The Food Network costs distributors 8 cents a viewer on average now; Scripps wants a roughly 300 percent raise, according to people briefed on the negotiations. That might seem drastic, but 30 other channels, some with lower ratings, already earn that much. “We were really, really undervalued,” said Brooke Johnson, the president of the Food Network.
For ardent fans of “Iron Chef America,” the Food Network is undoubtedly worth 25 cents a month. But that logic, applied to dozens of channels, can become pretty expensive for viewers. For example, the owners of Oprah Winfrey’s cable channel, set to begin one year from now, are hoping that her star power will be worth 50 cents for each subscriber a month. The channel it is replacing, Discovery Health, gets only 12 cents now.
Consumers already pay dimes or quarters for most cable channels each month, whether they watch them or not. ESPN earns the most by far, $4.10 on average, and is forecast to receive more than $5 a month by 2012, according to the research firm SNL Kagan. Fox Sports Network gets $2.37 on average.
The next-highest paid channel, TNT, gets 96 cents. The Disney Channel, NFL Network, Fox News, USA and ESPN2 each get more than 50 cents. For every channel, the price per month is expected to rise each year.
“We hear from consumers that they are paying too much and getting too little for it. And there seems to be no end to the rate hikes in sight,” Mindy Spatt, a spokeswoman for The Utility Reform Network, said.

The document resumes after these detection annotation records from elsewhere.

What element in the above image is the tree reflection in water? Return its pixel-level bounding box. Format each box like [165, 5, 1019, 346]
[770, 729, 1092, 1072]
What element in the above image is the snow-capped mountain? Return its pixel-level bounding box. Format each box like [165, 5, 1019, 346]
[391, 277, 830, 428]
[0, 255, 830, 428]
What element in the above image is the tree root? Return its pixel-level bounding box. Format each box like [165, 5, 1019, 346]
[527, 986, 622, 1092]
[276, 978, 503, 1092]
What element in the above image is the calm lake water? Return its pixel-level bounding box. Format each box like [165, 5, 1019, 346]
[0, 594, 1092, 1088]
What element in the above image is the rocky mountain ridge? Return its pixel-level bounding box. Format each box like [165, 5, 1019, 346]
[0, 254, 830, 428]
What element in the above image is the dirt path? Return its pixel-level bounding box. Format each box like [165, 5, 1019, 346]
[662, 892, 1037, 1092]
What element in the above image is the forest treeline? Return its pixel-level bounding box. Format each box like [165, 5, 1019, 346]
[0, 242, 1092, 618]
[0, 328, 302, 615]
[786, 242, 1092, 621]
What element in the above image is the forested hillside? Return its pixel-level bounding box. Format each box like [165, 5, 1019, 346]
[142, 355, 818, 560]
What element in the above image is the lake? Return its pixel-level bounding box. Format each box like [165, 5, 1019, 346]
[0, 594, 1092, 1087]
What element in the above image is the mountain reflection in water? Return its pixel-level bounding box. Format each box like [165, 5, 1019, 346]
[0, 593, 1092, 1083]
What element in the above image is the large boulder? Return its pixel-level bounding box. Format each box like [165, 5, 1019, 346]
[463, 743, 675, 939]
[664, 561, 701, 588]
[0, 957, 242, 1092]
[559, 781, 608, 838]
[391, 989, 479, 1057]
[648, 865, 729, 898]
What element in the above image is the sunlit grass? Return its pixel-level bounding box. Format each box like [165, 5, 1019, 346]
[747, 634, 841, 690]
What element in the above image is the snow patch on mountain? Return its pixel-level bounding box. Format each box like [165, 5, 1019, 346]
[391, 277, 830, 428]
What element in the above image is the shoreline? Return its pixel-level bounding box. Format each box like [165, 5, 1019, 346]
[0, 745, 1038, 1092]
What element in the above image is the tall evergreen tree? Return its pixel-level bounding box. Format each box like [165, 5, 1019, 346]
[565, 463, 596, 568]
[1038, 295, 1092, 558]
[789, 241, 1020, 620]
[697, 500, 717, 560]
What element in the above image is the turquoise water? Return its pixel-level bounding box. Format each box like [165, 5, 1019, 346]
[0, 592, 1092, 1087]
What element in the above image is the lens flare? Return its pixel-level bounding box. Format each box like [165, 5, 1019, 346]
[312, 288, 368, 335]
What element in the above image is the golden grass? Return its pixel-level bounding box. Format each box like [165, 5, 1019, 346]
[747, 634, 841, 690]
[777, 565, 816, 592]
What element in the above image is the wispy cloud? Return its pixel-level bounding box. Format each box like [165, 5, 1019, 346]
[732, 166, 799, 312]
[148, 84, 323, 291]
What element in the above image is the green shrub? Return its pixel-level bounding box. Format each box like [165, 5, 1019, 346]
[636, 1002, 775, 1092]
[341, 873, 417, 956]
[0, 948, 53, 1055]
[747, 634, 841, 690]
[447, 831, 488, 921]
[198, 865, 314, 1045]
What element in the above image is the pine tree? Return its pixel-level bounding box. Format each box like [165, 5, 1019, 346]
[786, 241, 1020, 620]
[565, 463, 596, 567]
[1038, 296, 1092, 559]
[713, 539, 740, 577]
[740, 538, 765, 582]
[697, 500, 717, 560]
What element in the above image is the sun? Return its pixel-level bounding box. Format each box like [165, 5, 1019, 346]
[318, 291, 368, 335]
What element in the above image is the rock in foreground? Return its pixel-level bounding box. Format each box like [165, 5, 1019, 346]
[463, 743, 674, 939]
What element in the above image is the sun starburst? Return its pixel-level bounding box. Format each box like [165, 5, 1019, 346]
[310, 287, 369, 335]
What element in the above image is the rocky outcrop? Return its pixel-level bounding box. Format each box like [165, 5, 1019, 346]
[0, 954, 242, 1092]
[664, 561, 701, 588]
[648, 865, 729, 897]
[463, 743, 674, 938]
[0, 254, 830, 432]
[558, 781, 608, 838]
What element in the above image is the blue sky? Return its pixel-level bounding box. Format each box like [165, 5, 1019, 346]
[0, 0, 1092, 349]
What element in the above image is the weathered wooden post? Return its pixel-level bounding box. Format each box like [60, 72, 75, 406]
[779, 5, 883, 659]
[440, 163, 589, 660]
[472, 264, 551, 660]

Even as consumers recover from the recession, there is little evidence that people are canceling cable en masse, although some know that calling up their local provider and threatening to cancel can quickly earn them a big discount.
Time Warner Cable is not alone in raising rates; higher prices go into effect for DirecTV and AT&T’s customers next month.
In Washington, where proposals for “à la carte” cable pricing were popular in recent years, some lawmakers and regulators now look to the Web as a more attractive, market-driven solution. Viewers will increasingly be able to bypass pay TV service and watch whatever they like online.
Distributors are trying to put a system into effect that will offer some TV shows online to existing subscribers only.
Time Warner Cable asserts that the power ultimately rests with the consumer. “They’re the ones who are going to resist these price increases that the programmers are trying to push,” said Alex Dudley, a spokesman for the company. “One need look no further than the music industry for an example of what happens when consumers feel taken advantage of by an entire industry.”
Lest anyone doubt that Americans, who watch an average of five hours of television a day, cannot part with their sets, look no further than Orange County, Fla., where two football fans sought an emergency injunction to avert a Fox blackout of their alma mater’s bowl game on Friday as the dispute with Time Warner Cable persisted. No one, not even Mr. Murdoch, was going to interrupt their viewing of the Sugar Bowl.
The fans lost the case but won their Fox, as the two companies committed to a new contract about 45 minutes before kickoff. Soon enough, though, those fans will be paying for it.